In medical image analysis, the demand for interpretable deep neural networks is rapidly growing. However, a major challenge is that most existing interpretative methods are applied after training, leading to a lack of integration with the model’s learning process. As a result, these methods often fail to highlight regions within complex medical images critical for decision-making, such as abnormal tissues or lesions, which are essential for accurate diagnoses and treatment planning. This paper introduces Guided Visual Interpretation (GVI), a framework designed to enhance both the performance and interpretability of deep networks. Building on a deep network model with image-level labels, GVI incorporates a small amount of pixel-level annotations combined with attention mechanisms. These mechanisms facilitate visual interpretation through forward propagation, directing the model’s focus to the most relevant regions. By aligning the network’s decision-making with human cognitive processes, GVI improves interpretability. In our study, an attention layer was added after the convolutional layers of a pre-trained classification network. GVI is trained using a mixed supervision approach that integrates pixel-level annotations with a large amount of image-level data. Experimental results on both private and public datasets show that GVI generates visual explanations consistent with human decision-making principles and achieves superior classification accuracy compared to traditional methods. These findings highlight GVI’s potential to improve interpretability and diagnostic performance in critical fields like medical imaging.

查看原文本刊更多论文

GVI：医学断层图像的可引导视觉解译，以提高深度网络的性能

在医学图像分析中，对可解释深度神经网络的需求正在迅速增长。然而，一个主要的挑战是，大多数现有的解释方法是在训练之后应用的，导致缺乏与模型学习过程的集成。因此，这些方法往往无法突出复杂医学图像中对决策至关重要的区域，例如异常组织或病变，而这些区域对于准确诊断和治疗计划至关重要。本文介绍了引导视觉解释（Guided Visual Interpretation， GVI），这是一个旨在提高深度网络性能和可解释性的框架。GVI基于图像级标签的深度网络模型，将少量像素级注释与注意机制相结合。这些机制通过前向传播促进视觉解释，将模型的焦点引导到最相关的区域。通过将网络的决策与人类认知过程结合起来，GVI提高了可解释性。在我们的研究中，在预训练的分类网络的卷积层之后添加了一个注意层。GVI使用混合监督方法进行训练，该方法将像素级注释与大量图像级数据集成在一起。在私有和公共数据集上的实验结果表明，GVI生成的视觉解释符合人类决策原则，并且与传统方法相比具有更高的分类精度。这些发现突出了GVI在医学成像等关键领域提高可解释性和诊断性能的潜力。

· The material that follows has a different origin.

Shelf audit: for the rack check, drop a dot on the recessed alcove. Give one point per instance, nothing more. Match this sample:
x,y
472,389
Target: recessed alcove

本文章由计算机程序翻译，如有差异，请以英文原文为准。

求助全文

约1分钟内获得全文求助全文

来源期刊

Pattern Recognition Letters 工程技术-计算机：人工智能

CiteScore

12.40

自引率

5.90%

发文量

287

审稿时长

9.1 months

期刊介绍： Pattern Recognition Letters aims at rapid publication of concise articles of a broad interest in pattern recognition. Subject areas include all the current fields of interest represented by the Technical Committees of the International Association of Pattern Recognition, and other developing themes involving learning and recognition.